- Texte visé : Proposition de loi visant à renforcer la protection des mineurs en formation professionnelle, n° 2707
- Stade de lecture : 1ère lecture (1ère assemblée saisie)
- Examiné par : Commission des affaires sociales
Sous réserve de son traitement par les services de l'Assemblée nationale et de sa recevabilité
I. – À l’alinéa 2, après la première occurrence du mot :
« dont »,
rédiger ainsi la fin de l’alinéa :
« il est établi qu’elle a fait l’objet d’une mise en demeure de l’inspection du travail au titre du manquement à l’obligation générale de sécurité prévue à l’article L. 4121‑1 du code du travail, demeurée sans suite dans un délai de six mois, ou qui a fait l’objet d’une condamnation pénale définitive prise en application des infractions prévues aux articles 221‑6 et 223‑1 du code pénal »
II. – En conséquence, à l'alinéa 4, substituer aux mots:
« avéré qu’elle a manqué à son obligation générale de sécurité en application de l’article L. 4121‑1 du code du travail ou dont la responsabilité pénale a été engagée pour homicide involontaire ou pour mise en danger délibérée d’autrui conformément aux dispositions des articles L. 221‑6 et L. 223‑1 du code pénal »
par les mots :
« établi qu’elle a fait l’objet d’une mise en demeure de l’inspection du travail au titre du manquement à l’obligation générale de sécurité prévue à l’article L. 4121‑1 du code du travail, demeurée sans suite dans un délai de six mois, ou qui a fait l’objet d’une condamnation pénale définitive prise en application articles 221‑6 et 223‑1 du code pénal ».
L'article 4 prévoit également qu'aucune convention de stage ni contrat d'apprentissage ne peut être conclu avec une entreprise « dont il est avéré qu'elle a manqué à son obligation générale de sécurité en application de l'article L. 4121-1 du code du travail ou dont la responsabilité pénale a été engagée pour homicide involontaire ou pour mise en danger délibérée d'autrui ».
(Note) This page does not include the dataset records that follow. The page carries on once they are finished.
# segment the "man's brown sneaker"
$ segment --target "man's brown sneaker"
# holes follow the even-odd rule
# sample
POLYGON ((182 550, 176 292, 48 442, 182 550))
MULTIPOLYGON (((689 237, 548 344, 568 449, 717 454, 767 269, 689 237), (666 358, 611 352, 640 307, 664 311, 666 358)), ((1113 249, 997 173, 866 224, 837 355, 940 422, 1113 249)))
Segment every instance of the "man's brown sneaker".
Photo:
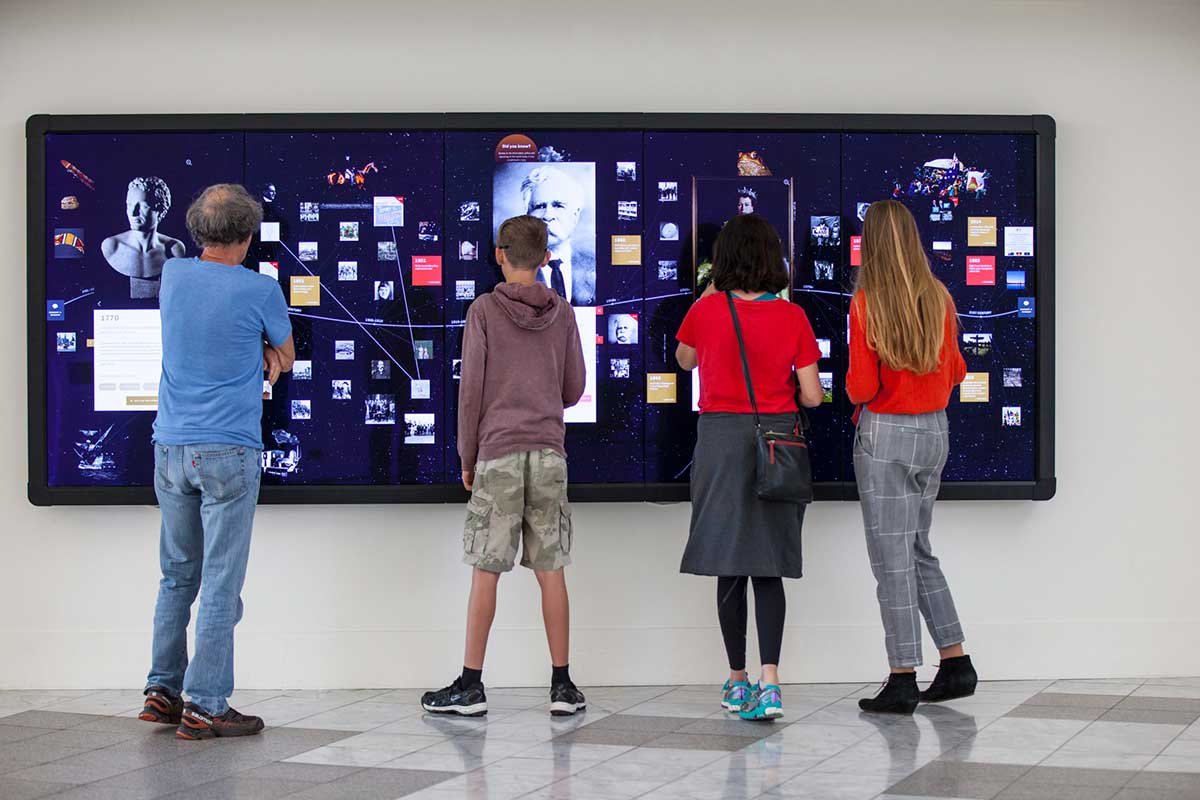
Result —
POLYGON ((150 686, 145 691, 146 702, 138 718, 143 722, 179 724, 184 716, 184 698, 172 694, 166 686, 150 686))
POLYGON ((209 714, 199 705, 188 703, 184 706, 184 716, 175 729, 180 739, 214 739, 217 736, 253 736, 265 726, 263 717, 238 714, 232 708, 221 716, 209 714))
Cette disposition soulève une difficulté d'application tenant à la notion d'« obligation générale de sécurité » dont la méconnaissance, en l'absence de décision juridictionnelle définitive, est difficile à établir avec certitude. La notion de responsabilité pénale « engagée », c'est-à-dire faisant l'objet de poursuites sans qu'une condamnation définitive soit intervenue, risque quant à elle de méconnaître la présomption d'innocence.
Le présent amendement propose de clarifier et de sécuriser juridiquement ce dispositif en le réservant aux seules entreprises ayant fait l'objet d'une condamnation pénale définitive pour homicide involontaire ou mise en danger délibérée d'autrui, ou d'une mise en demeure restée sans suite de la part de l'inspection du travail au titre du manquement à l'obligation générale de sécurité.
Cette rédaction préserve l'objectif de protection des mineurs tout en garantissant la sécurité juridique du dispositif et le respect des droits des entreprises concernées.